Anthony also said, and Mayor Jack Ellis has confirmed, that the city is in "very preliminary discussions" with a second airline to service Middle Georgia Regional. The city's only commercial carrier, ASA, currently offers four flights a day at the airport, cut back from the six last year.

Anthony said the city is trying to get ASA to add flights, but is talking with Advantage Aviation, a charter service that could add regular flights to the Baltimore and Washington area.

Over the years, many such discussions have taken place without new destinations being added. But city officials have said they have more to work with this time because of a $500,000 federal grant that can be used to entice a new airline or to help ASA establish a new route on its own.

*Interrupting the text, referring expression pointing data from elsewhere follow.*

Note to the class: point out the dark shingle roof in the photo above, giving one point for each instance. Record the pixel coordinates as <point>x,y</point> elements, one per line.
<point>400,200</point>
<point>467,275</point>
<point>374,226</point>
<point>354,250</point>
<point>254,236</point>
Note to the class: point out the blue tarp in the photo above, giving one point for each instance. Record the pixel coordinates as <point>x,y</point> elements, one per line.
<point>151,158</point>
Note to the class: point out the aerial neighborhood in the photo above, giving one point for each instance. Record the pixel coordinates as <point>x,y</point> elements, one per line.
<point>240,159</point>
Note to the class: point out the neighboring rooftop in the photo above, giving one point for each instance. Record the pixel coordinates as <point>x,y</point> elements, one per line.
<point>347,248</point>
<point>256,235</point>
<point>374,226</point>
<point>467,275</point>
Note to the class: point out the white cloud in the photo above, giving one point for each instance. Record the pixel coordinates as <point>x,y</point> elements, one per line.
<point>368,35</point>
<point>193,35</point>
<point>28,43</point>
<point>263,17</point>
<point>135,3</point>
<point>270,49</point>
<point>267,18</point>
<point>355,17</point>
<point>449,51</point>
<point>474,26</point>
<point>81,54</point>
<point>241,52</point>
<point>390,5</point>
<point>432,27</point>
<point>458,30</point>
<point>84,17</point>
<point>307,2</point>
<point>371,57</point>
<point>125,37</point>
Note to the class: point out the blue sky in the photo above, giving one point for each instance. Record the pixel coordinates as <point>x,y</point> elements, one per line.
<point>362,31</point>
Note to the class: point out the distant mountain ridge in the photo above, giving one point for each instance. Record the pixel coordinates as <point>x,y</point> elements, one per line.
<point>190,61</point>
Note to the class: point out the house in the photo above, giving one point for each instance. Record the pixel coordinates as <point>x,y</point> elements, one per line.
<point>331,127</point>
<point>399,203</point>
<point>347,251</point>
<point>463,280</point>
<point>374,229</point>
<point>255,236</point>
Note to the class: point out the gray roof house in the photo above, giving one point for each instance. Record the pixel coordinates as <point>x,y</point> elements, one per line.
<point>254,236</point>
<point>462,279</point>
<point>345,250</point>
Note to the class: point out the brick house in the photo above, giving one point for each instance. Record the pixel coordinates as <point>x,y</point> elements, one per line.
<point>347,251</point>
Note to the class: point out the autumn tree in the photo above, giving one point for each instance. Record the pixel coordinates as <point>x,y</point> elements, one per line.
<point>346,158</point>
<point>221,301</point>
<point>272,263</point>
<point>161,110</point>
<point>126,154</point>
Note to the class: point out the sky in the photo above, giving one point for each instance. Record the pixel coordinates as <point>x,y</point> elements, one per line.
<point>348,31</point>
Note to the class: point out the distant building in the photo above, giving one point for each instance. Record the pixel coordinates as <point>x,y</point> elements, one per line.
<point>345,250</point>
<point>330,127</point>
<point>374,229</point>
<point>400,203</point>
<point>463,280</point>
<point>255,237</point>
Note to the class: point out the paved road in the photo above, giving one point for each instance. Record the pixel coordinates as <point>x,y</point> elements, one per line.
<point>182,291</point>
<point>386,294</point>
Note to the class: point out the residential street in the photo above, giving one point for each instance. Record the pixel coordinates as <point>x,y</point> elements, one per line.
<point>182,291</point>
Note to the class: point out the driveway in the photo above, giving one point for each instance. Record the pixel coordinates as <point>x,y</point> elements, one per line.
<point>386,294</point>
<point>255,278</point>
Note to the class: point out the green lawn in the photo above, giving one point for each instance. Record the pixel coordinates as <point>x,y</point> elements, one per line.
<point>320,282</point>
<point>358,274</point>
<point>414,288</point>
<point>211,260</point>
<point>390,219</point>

A new route and increased traffic are key at the airport because they would be expected to increase revenues through parking charges and passenger facility fees. Airport revenues are falling well below expected levels this year, partly because of an overestimation of lease payments and partly because ASA reduced its number of flights.

With revenues trending low, Ficklin expressed concern Thursday that the airport would again fail to make budget in fiscal year 2007, which begins July 1. Anthony assured him that he feels comfortable with his new projections, which show about $1.7 million in revenue for the coming year as opposed to the $1.8 million initially budgeted for this year.

The Appropriations Committee's department-by-department budget hearings continue Monday and are expected to last through at least June 14. Ficklin said he's identified some cuts in Ellis' budget, which is built on a nearly 25 percent property tax increase, but he didn't want to talk details Thursday.

Many departments, including the aviation department, have requested substantial capital improvements, including major repairs to city recreational facilities and dozens of new vehicles. Ficklin has acknowledged that the city has delayed such purchases the last few years, leading to greater needs. But Ficklin has pushed city officials to think hard about what they really need as the city tries to buy new equipment and give employees a raise.

"We need three chain saws or we just want three chain saws?" he asked Anthony on Thursday.

Wes Stansell, administrative officer for the mayor, said the city's needs are very real.

"We really are struggling every day in almost every department to do the job," he said.